The back of the lead truck was pulled back. Julian stared. There was no gold. There were only rows of MG-42 machine guns mounted on tripods, manned by soldiers waiting in the shadows.
It wasn't a transport. It was a mobile ambush unit.
(Scanning signatures...) Julian’s dialysis mode flared. He saw the heat signatures of the Resistance fighters moving in the bushes. They were walking into a slaughter.
"Arthur knew you would leak the route, Julian," Adler said, his pistol suddenly pressed against Julian’s ribs. "He wanted to see who would show up to claim the 'gold.' And look... here they come."
A whistle blew in the distance. The Resistance fighters rose from the shadows, ready to seize the trucks.
"No!" Julian screamed, drawing his own weapon.
The gardens erupted into a symphony of fire. The MG-42s tore through the night, their tracers carving lines of white light through the trees. Julian dived behind the wheel of the lead truck, pulling his trigger as Adler fired back, the bullet grazing Julian’s shoulder.
Just as the slaughter seemed inevitable, a roar of an engine echoed from the Rue de Rivoli. A black Milice sedan—the one Julian recognized as his own—crashed through the garden gates.

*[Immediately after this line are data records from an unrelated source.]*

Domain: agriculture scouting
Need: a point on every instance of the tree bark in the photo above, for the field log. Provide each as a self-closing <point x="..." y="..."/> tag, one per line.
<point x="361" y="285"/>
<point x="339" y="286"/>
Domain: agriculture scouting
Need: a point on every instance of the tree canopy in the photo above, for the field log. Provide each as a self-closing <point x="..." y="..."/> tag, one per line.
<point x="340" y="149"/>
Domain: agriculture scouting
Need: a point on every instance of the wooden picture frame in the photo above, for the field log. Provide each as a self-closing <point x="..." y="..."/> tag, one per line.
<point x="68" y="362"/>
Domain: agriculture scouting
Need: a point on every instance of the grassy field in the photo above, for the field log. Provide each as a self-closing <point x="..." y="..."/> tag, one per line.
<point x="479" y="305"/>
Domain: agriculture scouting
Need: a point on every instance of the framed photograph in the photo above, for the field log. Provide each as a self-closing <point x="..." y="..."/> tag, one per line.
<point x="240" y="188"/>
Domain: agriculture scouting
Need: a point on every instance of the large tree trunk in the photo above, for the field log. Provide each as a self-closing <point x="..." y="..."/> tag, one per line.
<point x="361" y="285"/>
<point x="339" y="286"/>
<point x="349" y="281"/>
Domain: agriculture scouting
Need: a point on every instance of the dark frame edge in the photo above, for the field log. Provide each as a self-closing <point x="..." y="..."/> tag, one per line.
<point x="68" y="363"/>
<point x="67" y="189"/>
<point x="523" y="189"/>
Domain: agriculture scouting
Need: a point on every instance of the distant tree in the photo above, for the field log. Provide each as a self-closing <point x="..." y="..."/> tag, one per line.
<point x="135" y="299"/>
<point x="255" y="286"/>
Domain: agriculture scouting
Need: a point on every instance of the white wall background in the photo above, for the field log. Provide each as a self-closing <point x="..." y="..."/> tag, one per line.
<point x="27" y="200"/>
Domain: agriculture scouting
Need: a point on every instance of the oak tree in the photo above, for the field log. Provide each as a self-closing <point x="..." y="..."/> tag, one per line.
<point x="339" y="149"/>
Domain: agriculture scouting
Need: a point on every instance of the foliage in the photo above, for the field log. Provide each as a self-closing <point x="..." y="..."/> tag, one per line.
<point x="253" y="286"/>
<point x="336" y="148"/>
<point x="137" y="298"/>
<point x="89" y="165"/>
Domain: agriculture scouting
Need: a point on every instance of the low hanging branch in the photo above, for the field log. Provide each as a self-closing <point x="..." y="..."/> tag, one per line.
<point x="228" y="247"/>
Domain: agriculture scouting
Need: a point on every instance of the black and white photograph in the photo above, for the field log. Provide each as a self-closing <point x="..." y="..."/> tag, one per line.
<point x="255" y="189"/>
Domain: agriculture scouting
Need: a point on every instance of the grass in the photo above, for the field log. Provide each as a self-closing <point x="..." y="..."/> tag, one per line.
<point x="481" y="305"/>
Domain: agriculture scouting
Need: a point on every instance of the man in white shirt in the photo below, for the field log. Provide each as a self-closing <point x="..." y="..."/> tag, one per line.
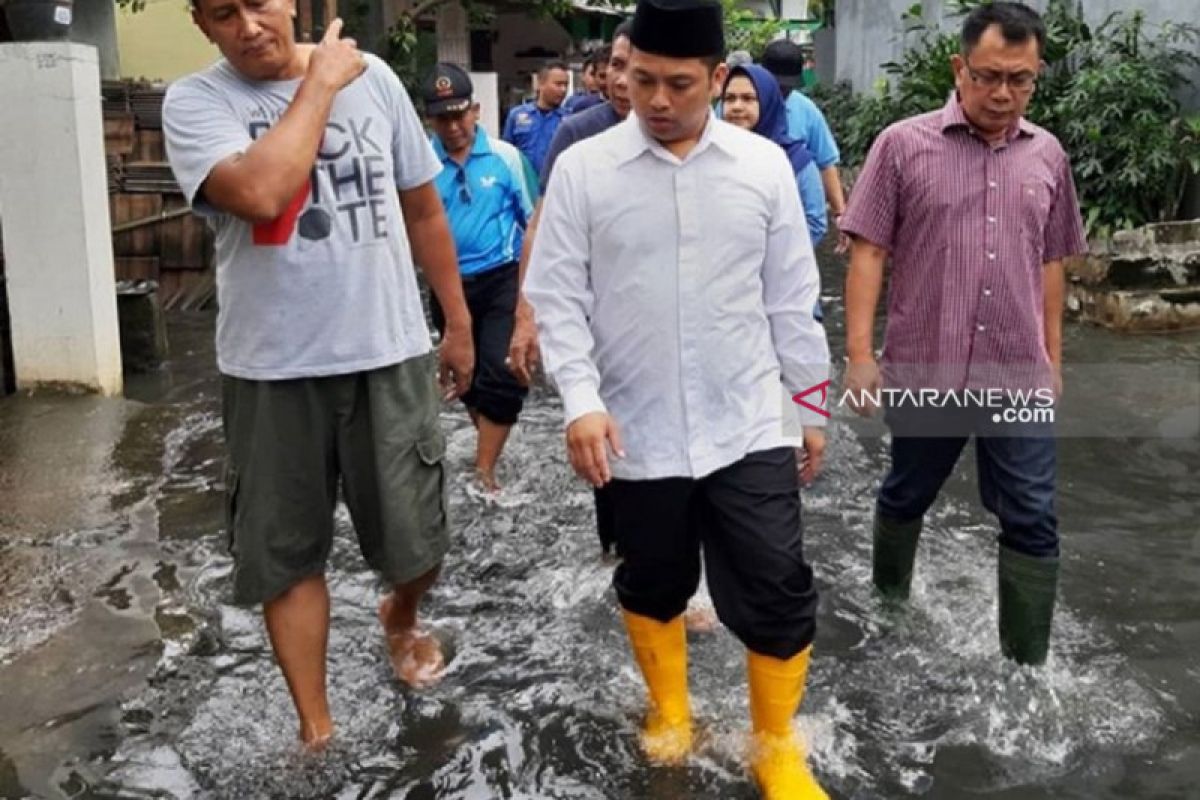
<point x="673" y="286"/>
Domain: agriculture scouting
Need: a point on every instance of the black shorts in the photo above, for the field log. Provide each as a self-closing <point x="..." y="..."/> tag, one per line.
<point x="492" y="300"/>
<point x="745" y="517"/>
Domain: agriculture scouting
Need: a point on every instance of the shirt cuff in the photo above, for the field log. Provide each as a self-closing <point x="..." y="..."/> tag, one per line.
<point x="580" y="400"/>
<point x="810" y="419"/>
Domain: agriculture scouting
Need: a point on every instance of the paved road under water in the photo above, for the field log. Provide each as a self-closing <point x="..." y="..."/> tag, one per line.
<point x="125" y="673"/>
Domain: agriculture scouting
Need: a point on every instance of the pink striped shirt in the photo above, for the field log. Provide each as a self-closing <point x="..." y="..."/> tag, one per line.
<point x="969" y="227"/>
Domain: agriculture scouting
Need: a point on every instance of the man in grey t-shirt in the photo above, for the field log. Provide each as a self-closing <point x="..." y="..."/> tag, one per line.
<point x="313" y="170"/>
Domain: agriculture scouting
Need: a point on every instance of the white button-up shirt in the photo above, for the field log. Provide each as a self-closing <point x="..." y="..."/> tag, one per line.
<point x="677" y="295"/>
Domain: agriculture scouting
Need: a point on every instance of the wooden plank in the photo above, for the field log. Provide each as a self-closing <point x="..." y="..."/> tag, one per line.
<point x="148" y="145"/>
<point x="125" y="208"/>
<point x="119" y="134"/>
<point x="184" y="245"/>
<point x="136" y="268"/>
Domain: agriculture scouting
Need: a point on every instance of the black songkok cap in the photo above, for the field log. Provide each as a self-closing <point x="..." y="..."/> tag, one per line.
<point x="678" y="29"/>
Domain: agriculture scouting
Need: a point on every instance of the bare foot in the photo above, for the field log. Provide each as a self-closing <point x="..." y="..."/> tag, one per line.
<point x="486" y="479"/>
<point x="315" y="737"/>
<point x="415" y="655"/>
<point x="701" y="619"/>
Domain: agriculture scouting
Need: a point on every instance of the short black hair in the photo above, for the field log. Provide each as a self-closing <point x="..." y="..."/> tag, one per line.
<point x="553" y="64"/>
<point x="1018" y="24"/>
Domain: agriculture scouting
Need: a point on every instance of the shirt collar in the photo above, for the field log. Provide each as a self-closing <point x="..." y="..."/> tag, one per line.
<point x="952" y="118"/>
<point x="636" y="140"/>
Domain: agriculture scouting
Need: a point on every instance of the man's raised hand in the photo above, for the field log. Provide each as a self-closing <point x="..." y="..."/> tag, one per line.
<point x="336" y="61"/>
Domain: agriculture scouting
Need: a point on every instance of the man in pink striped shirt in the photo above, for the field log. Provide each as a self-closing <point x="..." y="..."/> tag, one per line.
<point x="976" y="209"/>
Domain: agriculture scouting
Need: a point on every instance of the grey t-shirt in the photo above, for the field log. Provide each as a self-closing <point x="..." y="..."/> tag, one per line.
<point x="328" y="288"/>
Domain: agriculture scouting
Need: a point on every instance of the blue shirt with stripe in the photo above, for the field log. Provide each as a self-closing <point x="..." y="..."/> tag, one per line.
<point x="531" y="130"/>
<point x="808" y="124"/>
<point x="487" y="202"/>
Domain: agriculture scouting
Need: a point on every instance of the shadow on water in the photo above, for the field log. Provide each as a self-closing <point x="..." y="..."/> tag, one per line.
<point x="541" y="699"/>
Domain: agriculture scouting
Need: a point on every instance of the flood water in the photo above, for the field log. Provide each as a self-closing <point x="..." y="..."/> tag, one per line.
<point x="125" y="672"/>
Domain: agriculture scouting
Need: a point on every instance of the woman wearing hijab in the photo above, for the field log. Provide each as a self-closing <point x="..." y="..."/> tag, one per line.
<point x="751" y="101"/>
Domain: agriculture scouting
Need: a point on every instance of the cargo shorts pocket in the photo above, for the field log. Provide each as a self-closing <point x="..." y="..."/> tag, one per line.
<point x="431" y="483"/>
<point x="232" y="481"/>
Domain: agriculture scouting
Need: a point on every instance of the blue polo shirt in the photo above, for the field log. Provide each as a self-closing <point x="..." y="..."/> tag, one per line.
<point x="486" y="200"/>
<point x="531" y="130"/>
<point x="808" y="124"/>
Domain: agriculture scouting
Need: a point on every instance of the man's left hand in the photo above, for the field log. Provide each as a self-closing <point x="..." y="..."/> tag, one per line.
<point x="522" y="359"/>
<point x="456" y="361"/>
<point x="810" y="457"/>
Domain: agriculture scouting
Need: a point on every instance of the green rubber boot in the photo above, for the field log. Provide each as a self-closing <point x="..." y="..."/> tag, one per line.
<point x="893" y="555"/>
<point x="1027" y="588"/>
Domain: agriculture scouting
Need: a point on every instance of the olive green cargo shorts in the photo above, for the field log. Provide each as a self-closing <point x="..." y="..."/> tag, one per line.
<point x="292" y="441"/>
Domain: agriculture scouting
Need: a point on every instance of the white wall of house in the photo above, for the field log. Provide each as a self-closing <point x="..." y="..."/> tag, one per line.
<point x="516" y="34"/>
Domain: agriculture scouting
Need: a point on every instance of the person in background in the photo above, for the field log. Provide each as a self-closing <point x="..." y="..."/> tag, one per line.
<point x="975" y="208"/>
<point x="582" y="102"/>
<point x="669" y="324"/>
<point x="483" y="187"/>
<point x="531" y="126"/>
<point x="805" y="122"/>
<point x="751" y="101"/>
<point x="312" y="167"/>
<point x="587" y="88"/>
<point x="589" y="74"/>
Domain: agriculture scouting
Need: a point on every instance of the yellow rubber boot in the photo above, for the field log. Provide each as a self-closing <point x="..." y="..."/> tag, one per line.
<point x="661" y="651"/>
<point x="779" y="762"/>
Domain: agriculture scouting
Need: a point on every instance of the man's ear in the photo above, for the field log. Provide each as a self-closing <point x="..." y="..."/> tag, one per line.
<point x="719" y="74"/>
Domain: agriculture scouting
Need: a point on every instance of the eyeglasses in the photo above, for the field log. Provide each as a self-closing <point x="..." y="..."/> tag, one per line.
<point x="463" y="188"/>
<point x="730" y="98"/>
<point x="1020" y="82"/>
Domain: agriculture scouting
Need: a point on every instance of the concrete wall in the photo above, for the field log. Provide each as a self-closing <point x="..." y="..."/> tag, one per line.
<point x="54" y="203"/>
<point x="95" y="23"/>
<point x="870" y="32"/>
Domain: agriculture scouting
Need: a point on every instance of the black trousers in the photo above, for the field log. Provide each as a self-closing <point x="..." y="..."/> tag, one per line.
<point x="492" y="300"/>
<point x="745" y="517"/>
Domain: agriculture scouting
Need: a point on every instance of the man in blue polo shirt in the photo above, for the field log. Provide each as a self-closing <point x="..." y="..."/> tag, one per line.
<point x="531" y="126"/>
<point x="489" y="204"/>
<point x="785" y="60"/>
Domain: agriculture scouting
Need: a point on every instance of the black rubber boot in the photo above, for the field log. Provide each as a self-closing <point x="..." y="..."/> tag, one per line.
<point x="893" y="555"/>
<point x="1027" y="588"/>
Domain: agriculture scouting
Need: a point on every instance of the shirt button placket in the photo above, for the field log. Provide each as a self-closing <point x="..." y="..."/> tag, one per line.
<point x="690" y="328"/>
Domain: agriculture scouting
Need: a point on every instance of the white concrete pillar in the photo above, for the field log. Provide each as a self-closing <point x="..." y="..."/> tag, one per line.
<point x="54" y="211"/>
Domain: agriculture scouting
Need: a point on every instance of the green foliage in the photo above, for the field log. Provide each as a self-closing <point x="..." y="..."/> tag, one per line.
<point x="745" y="30"/>
<point x="1108" y="94"/>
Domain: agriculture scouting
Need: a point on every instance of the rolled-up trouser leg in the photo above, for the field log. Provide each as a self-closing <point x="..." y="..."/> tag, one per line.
<point x="754" y="553"/>
<point x="919" y="468"/>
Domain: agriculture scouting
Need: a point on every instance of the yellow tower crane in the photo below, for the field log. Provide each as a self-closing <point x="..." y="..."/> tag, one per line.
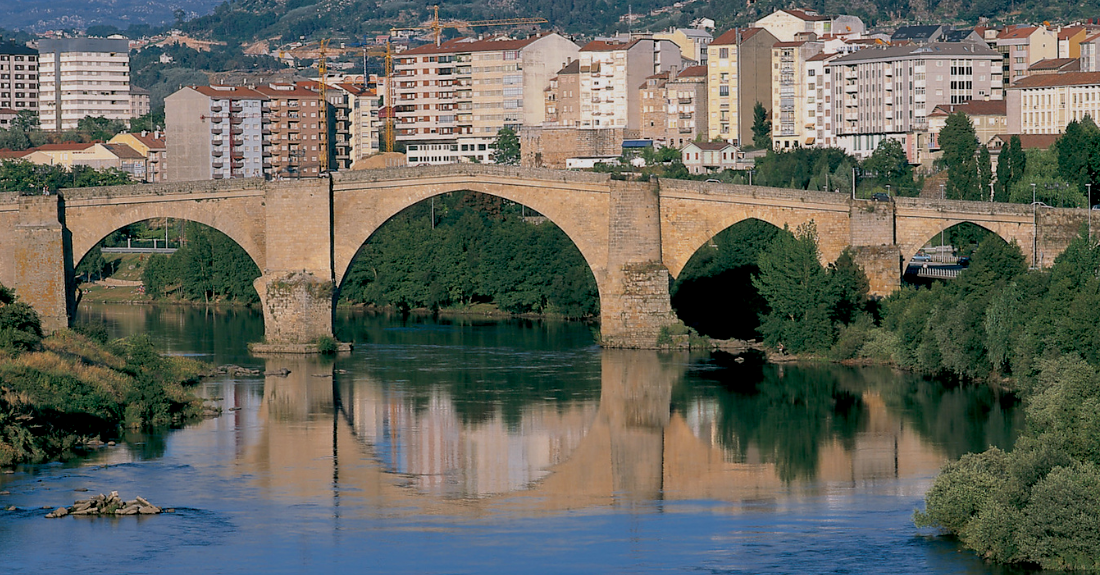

The passenger window rolled down. Madame Claire leaned out, a submachine gun in her hands, while Adelaide gripped the steering wheel, her face set in a mask of grim defiance.
"Lancelot! Get in!" Claire roared, unleashing a burst of fire that forced Adler to dive for cover.
Julian didn't hesitate. He scrambled toward the car as the world turned into a chaotic blur of smoke and lead. He rolled into the backseat just as Adelaide slammed the car into reverse, tires screaming against the gravel.
"You're late," Julian gasped, clutching his bleeding shoulder.
"I had to help the help with the silver," Adelaide snapped, her eyes fixed on the road.
As they sped away from the burning garden, Julian looked at the two women. The "Scoundrel" was gone. The "Housekeeper" was an assassin. And his wife was a getaway driver.
The battle for the Sovereign Vaults had been a disaster, but the war for Paris had just entered its most lethal phase.